Does it matter what we call things? People? Animals? It seems to be human nature to label; to reduce complex situations down to a single word. She’s insecure, autistic, gregarious, selfish, intelligent or a doormat. We do it with our dogs all the time… he’s stubborn, reactive, clingy, friendly, anxious, full of himself. Labelling seems to be our clumsy way of describing the occurance of specific behaviours or traits in a simplistic way that communicates (something) to the person we are talking to. But does labelling also help to form and bolster our expectations as to how an animal will behave in a specific situation – and might it help to narrow our vision when it comes to the “why?” and the exceptions to the ‘rule’.

Dexter and Lulu
Friend or foe?

If we see our dog as reactive towards other dogs, we may simply accept the label and try to avoid any encounters with other dogs especially when out walking. We may label our dog as agressive with other dogs, or simply say that he doesn’t like them. But very few dogs are reluctant to socialise with *all* dogs, and it may help to consider what our dog gets out of reacting (the why). If my memory serves me correctly 99% of the dogs I have known who were reactive to some other dogs in some situations (even most other dogs in most situations) were not aggressive in the offensive sense.
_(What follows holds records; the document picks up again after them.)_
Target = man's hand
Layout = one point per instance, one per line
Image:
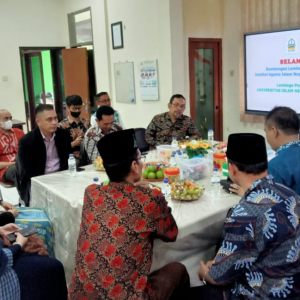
(203, 270)
(9, 228)
(7, 205)
(20, 240)
(237, 190)
(14, 212)
(77, 141)
(144, 184)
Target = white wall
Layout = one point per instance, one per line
(232, 41)
(32, 23)
(146, 34)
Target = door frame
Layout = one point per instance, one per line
(218, 99)
(56, 80)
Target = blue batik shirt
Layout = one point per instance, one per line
(260, 253)
(285, 167)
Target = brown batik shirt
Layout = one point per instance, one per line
(114, 248)
(161, 129)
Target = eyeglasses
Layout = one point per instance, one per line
(178, 105)
(104, 101)
(76, 108)
(142, 158)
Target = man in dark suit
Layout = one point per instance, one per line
(42, 151)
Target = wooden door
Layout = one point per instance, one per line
(76, 76)
(205, 71)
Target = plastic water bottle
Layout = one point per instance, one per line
(174, 142)
(166, 188)
(173, 162)
(179, 158)
(210, 136)
(184, 155)
(72, 165)
(215, 180)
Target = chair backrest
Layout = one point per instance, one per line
(141, 140)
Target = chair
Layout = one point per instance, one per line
(141, 140)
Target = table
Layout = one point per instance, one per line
(200, 222)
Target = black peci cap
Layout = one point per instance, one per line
(246, 148)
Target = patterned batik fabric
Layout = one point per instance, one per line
(9, 283)
(114, 248)
(285, 166)
(75, 129)
(260, 253)
(92, 137)
(161, 129)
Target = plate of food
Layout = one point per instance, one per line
(186, 191)
(98, 164)
(154, 171)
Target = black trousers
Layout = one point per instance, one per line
(9, 175)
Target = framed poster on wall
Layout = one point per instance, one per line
(117, 35)
(148, 79)
(124, 80)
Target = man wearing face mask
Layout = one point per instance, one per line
(171, 124)
(9, 144)
(104, 99)
(76, 125)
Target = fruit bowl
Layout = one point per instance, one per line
(186, 191)
(98, 164)
(154, 171)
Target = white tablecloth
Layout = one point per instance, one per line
(200, 222)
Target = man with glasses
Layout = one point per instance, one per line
(104, 99)
(171, 124)
(76, 125)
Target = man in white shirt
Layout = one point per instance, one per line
(104, 99)
(104, 125)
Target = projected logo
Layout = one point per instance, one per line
(292, 44)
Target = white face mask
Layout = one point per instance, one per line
(6, 125)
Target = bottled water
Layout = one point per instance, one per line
(166, 188)
(179, 158)
(173, 162)
(174, 142)
(210, 136)
(184, 155)
(72, 165)
(215, 180)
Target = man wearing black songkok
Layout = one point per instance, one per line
(259, 257)
(119, 223)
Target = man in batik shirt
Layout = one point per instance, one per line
(171, 124)
(76, 125)
(259, 256)
(119, 224)
(105, 125)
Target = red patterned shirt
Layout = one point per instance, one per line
(9, 145)
(114, 248)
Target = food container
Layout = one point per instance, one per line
(219, 160)
(173, 174)
(186, 190)
(195, 168)
(98, 164)
(164, 153)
They showed signs of anxiety and this seemed to fuel their reaction. I note (with a variety of dogs over time) that the greater the anxiety created by a situation (perhaps the less in control they feel) the more likely they are to react, and the more forceful their reaction. Surprise appearances of dogs in close proximity, yappy dogs making a bee-line for them, or free dogs simply running into their space are all triggers that I see repeatedly in different dogs, and who can blame them? If I was anxious about encountering dogs and was held on the end of a short tether with one pelting towards me, I am fairly sure that I would react too! Interestingly the most consistently reactive dog I have yet to meet (he would bark furiously and lunge at other dogs – on lead – at distances of over 50 metres) usually played happily with them in an open space off the lead. It’s rarely about just not liking other dogs – more about feeling unsafe.

It’s almost impossible to relate socially and never label, but sometimes perhaps we need to stop and unravel the details and complexities behind the over simplified labels we apply in many situations. It’s all too easy to let the labels define the outcome.